Sex analogies were offered to answer the print to web question. With only 200 words per email, Fauchald recognizes the need to put sex up front at Tasting Table. Lam no longer has the luxury to warm up readers with 500 words of foreplay before reaching the climax. For Gershenson, learning how to selectively ignore second by second competition from online upstarts GrubStreet and Eater was the largest adjustment of moving from print to web, and she stressed that critical reading by consumers was vital. "So much is not fact-checked," she warned.

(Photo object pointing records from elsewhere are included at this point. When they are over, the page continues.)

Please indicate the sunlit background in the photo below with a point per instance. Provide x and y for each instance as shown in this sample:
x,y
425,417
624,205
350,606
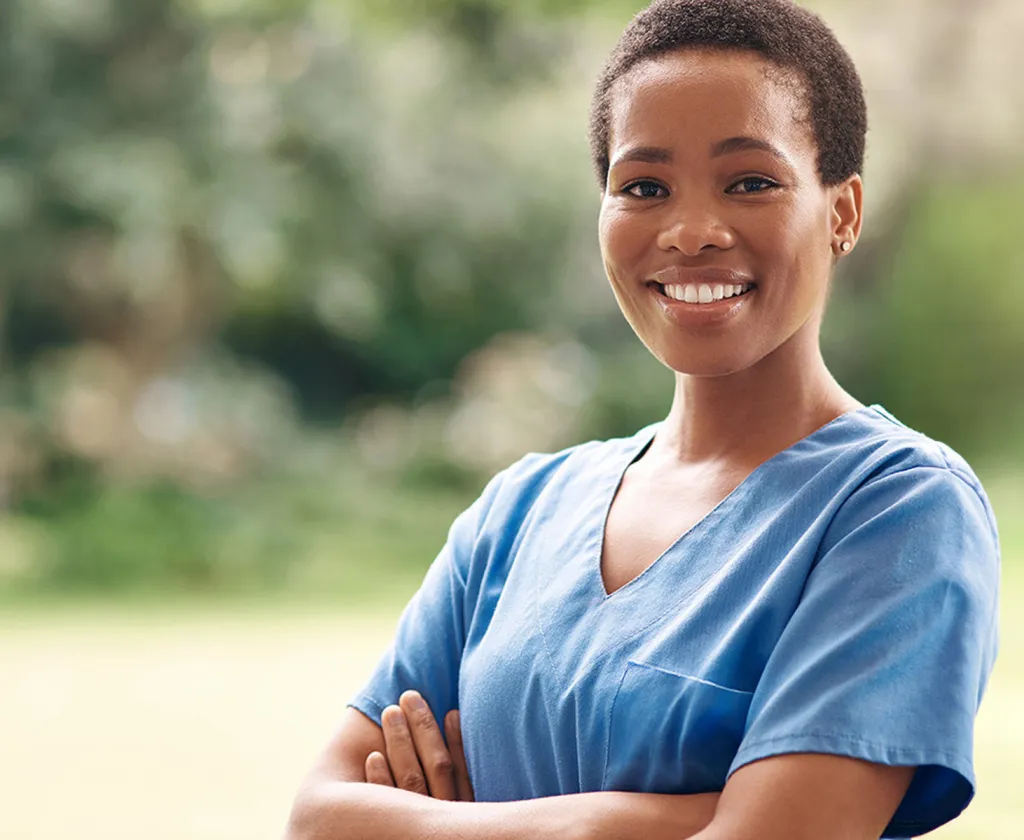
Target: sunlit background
x,y
283,282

The elephant in the room was, of course, the question of profitability for food journalists. While Tasting Table pays its own writers, Fauchald noted that the Atlantic.com, one of--if not--the most renowned food websites, doesn't pay its writers because they each have their own agenda or brand to sell. Smith mentioned that Heidi Swanson, the 101 Cookbooks' blog author, earns $10,000 a month from her website, but rhetorically asked the crowd, "Is that a viable model for everyone?"

Where do Facebook and Twitter fit in? For Time Out, they play an elemental part of the loop of self-promotion and free publicity. Twitter and Facebook drive traffic to the website which in turn drives subscriptions to the magazine, a symbiotic relationship for all involved. For Fauchald, the two new social media programs simply lengthen the work day and produce more noise. "Isn't it more than bad manners when an entire table of foodies are live-tweeting about their dinner?" he asked, citing a recent food event.

A nervous potential food blogger asked if the panel, as food writers at established networks, resented food bloggers who write for free? (She clearly didn't remember that a few minutes earlier they had spoken with a sympathetic tone about today's food bloggers who all too eagerly give away their valuable content, ie. milk, for free and then wonder why no one buys the cow. Yes, yet another sexual innuendo.) The experts reiterated that it wasn't resentment they felt toward today's young, eager food journalists who passionately blog about Koreatown's best bi bim bap. What they did worry about was how much this reflects the greater trend that today's culture doesn't value anything that's free because nearly everything on the web is free. Halweil tried to spin this in a positive light by pointing out that issues like food security and sustainability make today the most exciting era for food journalism, but ultimately, the joy of transforming the current food system won't pay the bills.

At the very end, a couple of restauranteurs lamented the old days when a New York Times three-star review meant something and tried to determine what value to give to the abundant online food critics. For them, the panel had even fewer answers. Don't stress about the Yelper who doesn't know how to spell kidney. Just serve good food.

Perhaps the same can be said to future food journalists. Write well.